Perhaps, but it was an eminently logical decision: to treat a serious threat seriously, and take no chances with innocent lives. I have no problem with that. I don't like the "real heroes never kill" code in comics. I dislike it because of what I wrote in a post above: it only works because of writer's fiat (the very thing you blame here, ironically), and I dislike it for two additional reasons. First, I would argue that it is not actually a good thing to try and instill in young readers the idea that the only acceptable moral code is an overly idealized one that would be frankly impossible ever to live up to in the real world.

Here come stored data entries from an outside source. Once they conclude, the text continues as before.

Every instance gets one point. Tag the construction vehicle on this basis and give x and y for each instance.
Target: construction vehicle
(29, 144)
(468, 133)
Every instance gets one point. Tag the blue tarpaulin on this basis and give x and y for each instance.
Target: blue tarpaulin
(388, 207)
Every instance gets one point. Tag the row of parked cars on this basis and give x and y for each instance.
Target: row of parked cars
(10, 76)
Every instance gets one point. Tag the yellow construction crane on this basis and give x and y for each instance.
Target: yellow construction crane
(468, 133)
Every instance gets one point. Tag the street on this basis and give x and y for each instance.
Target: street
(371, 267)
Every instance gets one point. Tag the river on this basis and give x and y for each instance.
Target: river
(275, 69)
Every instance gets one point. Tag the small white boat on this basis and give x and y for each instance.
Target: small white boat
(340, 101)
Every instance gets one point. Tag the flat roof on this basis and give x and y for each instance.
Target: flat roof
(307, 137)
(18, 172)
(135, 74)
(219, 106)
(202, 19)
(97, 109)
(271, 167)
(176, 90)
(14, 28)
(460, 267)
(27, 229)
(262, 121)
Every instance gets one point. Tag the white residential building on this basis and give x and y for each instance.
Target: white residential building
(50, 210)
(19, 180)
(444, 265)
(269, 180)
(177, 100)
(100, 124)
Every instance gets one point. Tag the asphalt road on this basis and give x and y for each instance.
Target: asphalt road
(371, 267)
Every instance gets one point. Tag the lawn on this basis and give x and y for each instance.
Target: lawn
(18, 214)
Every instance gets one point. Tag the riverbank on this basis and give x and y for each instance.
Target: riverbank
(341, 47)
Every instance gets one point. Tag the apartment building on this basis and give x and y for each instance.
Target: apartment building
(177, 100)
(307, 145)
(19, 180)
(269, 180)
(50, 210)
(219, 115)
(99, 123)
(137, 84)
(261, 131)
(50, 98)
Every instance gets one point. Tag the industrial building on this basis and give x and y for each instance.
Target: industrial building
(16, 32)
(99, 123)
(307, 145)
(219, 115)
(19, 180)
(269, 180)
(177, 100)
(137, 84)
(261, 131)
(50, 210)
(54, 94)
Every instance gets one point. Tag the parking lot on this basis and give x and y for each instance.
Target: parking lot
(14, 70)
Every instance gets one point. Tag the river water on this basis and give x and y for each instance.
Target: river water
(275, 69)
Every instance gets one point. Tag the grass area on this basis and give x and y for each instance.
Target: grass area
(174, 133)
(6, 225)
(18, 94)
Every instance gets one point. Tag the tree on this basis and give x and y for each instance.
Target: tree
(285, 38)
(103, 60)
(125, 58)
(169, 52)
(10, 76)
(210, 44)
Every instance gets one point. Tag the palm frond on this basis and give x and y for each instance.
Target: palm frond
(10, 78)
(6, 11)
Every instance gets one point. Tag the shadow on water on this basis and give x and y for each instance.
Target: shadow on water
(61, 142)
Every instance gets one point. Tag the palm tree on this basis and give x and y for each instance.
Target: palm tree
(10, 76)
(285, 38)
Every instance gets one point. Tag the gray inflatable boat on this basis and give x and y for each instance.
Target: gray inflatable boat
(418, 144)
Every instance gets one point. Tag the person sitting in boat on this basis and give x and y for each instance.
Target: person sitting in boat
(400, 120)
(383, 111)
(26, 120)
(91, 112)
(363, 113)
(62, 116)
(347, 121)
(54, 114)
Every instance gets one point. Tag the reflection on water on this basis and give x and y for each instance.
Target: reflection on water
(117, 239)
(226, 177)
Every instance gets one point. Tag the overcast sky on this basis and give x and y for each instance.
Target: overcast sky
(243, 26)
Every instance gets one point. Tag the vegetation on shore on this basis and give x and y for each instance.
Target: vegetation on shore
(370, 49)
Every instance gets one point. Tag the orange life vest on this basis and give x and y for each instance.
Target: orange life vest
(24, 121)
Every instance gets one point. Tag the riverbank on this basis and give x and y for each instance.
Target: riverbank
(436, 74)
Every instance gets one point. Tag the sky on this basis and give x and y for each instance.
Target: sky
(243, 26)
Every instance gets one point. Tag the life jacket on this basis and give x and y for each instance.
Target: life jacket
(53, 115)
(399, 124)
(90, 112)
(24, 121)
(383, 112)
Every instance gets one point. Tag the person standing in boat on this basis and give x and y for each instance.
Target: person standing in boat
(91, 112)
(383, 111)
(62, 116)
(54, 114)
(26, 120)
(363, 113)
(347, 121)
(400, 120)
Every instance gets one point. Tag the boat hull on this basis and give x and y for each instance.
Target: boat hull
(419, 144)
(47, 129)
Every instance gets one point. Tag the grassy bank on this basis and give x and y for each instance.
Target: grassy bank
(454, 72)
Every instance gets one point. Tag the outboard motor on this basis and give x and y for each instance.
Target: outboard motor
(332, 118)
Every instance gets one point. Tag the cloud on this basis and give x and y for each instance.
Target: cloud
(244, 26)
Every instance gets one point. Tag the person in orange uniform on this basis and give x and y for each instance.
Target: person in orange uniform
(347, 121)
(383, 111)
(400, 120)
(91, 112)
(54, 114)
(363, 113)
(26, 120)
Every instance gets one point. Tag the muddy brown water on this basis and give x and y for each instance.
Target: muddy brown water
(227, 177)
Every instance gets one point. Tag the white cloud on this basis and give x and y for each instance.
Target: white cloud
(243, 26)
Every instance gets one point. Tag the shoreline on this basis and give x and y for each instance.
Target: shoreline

Second, I find it thoroughly insulting to many real-world heroes -- by this standard, Alvin York and Audie Murphy weren't "real" heroes because they killed people, nor were the men who clawed their way ashore at Normandy in 1944.
He was a terrorists who wanted to inflict the most emotional distress he could. As he could no longer blow shit up he would at least murder a bunch of children. He would still have achieved more deaths then the average islamic suicide bomber.
I don't think so. I thought it was pretty clear he was trying to destroy financial data in an effort to force society to roll back to a less technical time- more like the dark ages.
He is presented as an idealist- thinking his actions are extreme but ultimately for the good of mankind- and the kids are just a way of buying himself enough time to finish the job. If the kids blow up with the bomb, that's an acceptable regret- but killing the kids is not any part of the goal.
Everytime she does her bullet and bracelets bullshit I can't help but imagine the bullets ricocheting all over the place and killing innocent bystanders everywhere. The whole bullets and bracelets shit was stupid in the comics and has become even more ridiculous in the movies.
That's my problem with Snyder movies, some things simply don't make sense. They're only there because it 'looks cool', or so they think.
Batman traveling by horse doesn't make sense either. He's Batman ffs, what happened to his batwing, batcopter, batsubmarine, bat.. etc? If the plot required it, all those gadgets were there working flawlessly.
I do not mind that she killed a bunch of guys who were OK in murdering tons of civilians and children .. In fact it was mighty satisfying to see evil people get what they deserve instead of just been tied up with a lasso and having Wonder Woman giving a cheeky wink to one of the hostages the way Patty Jenkins would have probably done it.